Charges filed in Wash. puppy mill case

Charges filed in Wash. puppy mill case »Play Video
Against her attorney's wishes, Marjorie Sundberg gave KOMO News a tour of her Mount Vernon kennel earlier this week.

SKAGIT COUNTY, Wash. -- The woman and her husband accused of running a massive puppy mill operation has been charged.

Marjorie Sundberg and her husband, Richard Sundberg, were charged with four counts of animal cruelty on Thursday, and Skagit County Prosecutor Richard Weyrich said additional charges may follow. The couple, however, maintains their innocence.

Nearly 450 dogs were rescued in the past nine days from their unlicensed Mount Vernon kennel.

Workers with the Northwest Organization for Animal Help who are caring for dozens of the rescued were relieved to hear prosecutors have filed charges against the dogs' owners.

The charges allege the dogs were found living in inhumane conditions. Detectives said the dogs were kept in tight cages contaminated with feces and urine that sat alongside bodies of dead dogs in unheated spaces.

"There were way too many dogs in that situation some of those dogs are in really really bad shape," Weyrich said.

Many dogs had been left without any food or water. Veterinarians later determined some of dogs were suffering from coccidia, an intestinal disease, and many others were pregnant.
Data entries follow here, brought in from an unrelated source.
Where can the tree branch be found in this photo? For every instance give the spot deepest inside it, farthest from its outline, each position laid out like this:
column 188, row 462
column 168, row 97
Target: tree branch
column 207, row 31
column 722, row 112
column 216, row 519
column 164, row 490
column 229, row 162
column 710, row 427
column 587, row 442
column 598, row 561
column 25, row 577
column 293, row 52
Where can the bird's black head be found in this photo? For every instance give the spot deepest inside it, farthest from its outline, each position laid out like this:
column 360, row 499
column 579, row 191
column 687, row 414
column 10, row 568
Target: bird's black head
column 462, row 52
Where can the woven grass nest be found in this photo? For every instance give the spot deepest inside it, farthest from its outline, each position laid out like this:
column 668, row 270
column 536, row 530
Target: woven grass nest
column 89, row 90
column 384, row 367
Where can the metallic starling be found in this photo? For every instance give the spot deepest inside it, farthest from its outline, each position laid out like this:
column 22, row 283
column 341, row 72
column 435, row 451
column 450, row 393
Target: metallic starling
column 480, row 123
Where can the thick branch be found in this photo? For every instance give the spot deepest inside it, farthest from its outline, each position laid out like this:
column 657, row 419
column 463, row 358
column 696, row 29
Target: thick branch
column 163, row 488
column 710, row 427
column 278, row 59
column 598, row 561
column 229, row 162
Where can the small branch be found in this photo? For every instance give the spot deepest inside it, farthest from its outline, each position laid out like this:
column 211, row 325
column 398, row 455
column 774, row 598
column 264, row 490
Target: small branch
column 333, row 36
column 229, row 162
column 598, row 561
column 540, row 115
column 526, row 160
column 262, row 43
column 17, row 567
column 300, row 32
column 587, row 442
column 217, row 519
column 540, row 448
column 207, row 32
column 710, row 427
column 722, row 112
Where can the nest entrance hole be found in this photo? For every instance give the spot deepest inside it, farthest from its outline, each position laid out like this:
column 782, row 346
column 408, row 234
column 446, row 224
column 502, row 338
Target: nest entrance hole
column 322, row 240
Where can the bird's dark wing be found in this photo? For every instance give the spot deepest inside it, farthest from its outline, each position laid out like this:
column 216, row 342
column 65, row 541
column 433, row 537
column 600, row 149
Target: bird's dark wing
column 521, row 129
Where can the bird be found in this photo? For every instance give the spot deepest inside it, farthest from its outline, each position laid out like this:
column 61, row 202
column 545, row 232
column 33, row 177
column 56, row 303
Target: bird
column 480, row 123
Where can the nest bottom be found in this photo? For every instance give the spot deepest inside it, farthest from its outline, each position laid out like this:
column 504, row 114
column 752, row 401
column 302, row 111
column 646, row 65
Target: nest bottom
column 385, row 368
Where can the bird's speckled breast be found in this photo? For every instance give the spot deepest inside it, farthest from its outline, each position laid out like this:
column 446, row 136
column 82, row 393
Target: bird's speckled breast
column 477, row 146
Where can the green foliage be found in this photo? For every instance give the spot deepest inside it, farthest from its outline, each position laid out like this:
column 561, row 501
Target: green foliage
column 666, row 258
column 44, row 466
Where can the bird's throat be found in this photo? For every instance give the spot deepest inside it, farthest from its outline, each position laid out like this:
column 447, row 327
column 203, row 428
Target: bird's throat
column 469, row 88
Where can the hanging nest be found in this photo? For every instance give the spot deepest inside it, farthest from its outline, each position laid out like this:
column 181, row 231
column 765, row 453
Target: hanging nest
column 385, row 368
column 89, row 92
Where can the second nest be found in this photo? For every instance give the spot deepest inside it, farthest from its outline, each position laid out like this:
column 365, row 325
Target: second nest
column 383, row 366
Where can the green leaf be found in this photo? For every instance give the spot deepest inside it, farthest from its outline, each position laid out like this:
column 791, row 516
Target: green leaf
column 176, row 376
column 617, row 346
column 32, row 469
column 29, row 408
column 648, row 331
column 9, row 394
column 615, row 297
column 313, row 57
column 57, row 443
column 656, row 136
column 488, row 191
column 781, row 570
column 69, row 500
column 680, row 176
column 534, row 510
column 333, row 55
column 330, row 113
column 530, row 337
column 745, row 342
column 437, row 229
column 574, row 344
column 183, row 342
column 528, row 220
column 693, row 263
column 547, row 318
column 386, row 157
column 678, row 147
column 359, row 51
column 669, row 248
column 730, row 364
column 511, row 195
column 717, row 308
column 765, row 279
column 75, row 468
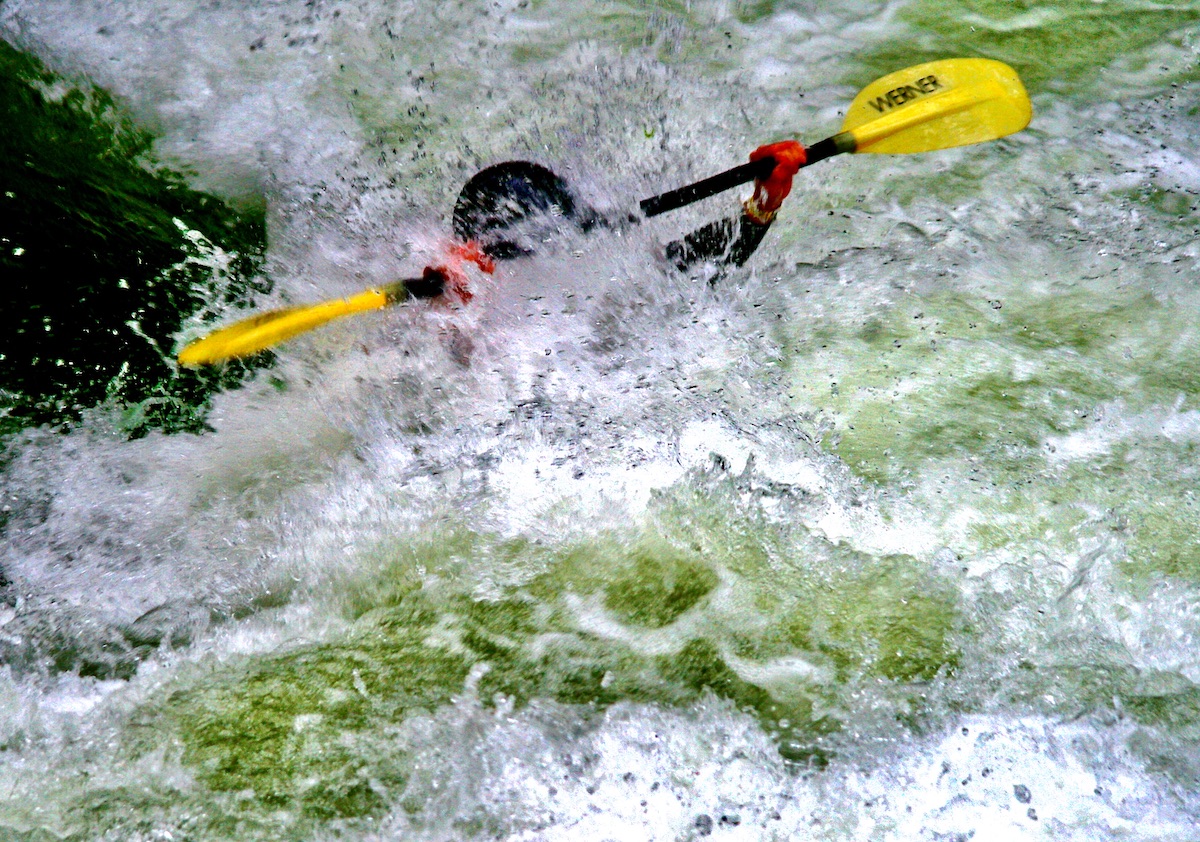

The prosecutor isn't relying on charges alone; he hopes to put the Sundbergs' Mountain View Kennel out of business.

The county commissioner passed a special resolution on Tuesday, giving the prosecutor authority to sue the dog breeding operation for creating a public nuisance. If a judge agrees to the allegations, the Sundbergs would never be able to own a breeding business in Skagit County again.

Investigators first learned of the Sundbergs' operations after serving search warrants at the homes of their daughters, Renee Roske and Mary Anne Holleman in Snohomish County.

At one of the homes, deputies found "several hidden compartments built into the house to hide dogs," court documents state. Thirty nine dogs were found in the two homes; however, none of those dogs were seized.

At Holleman's kennel in Gold Bar, deputies found 155 dogs, 87 of them of them stashed in an attic, living in ghastly conditions so horrific that it shocked even veteran animal control officers, officials said.

Officers said the odor from the feces and urine was so overpowering it could be detected well outside the residence. A large commercial dumpster stood in the yard overflowing with dog waste.

Medications and used syringes, used to treat sick animals, were found scattered in front of pens and in a refrigerator.

Investigators seized all the dogs from the property, as well as four dogs and three parrots.

No charges have been filed in Snohomish County.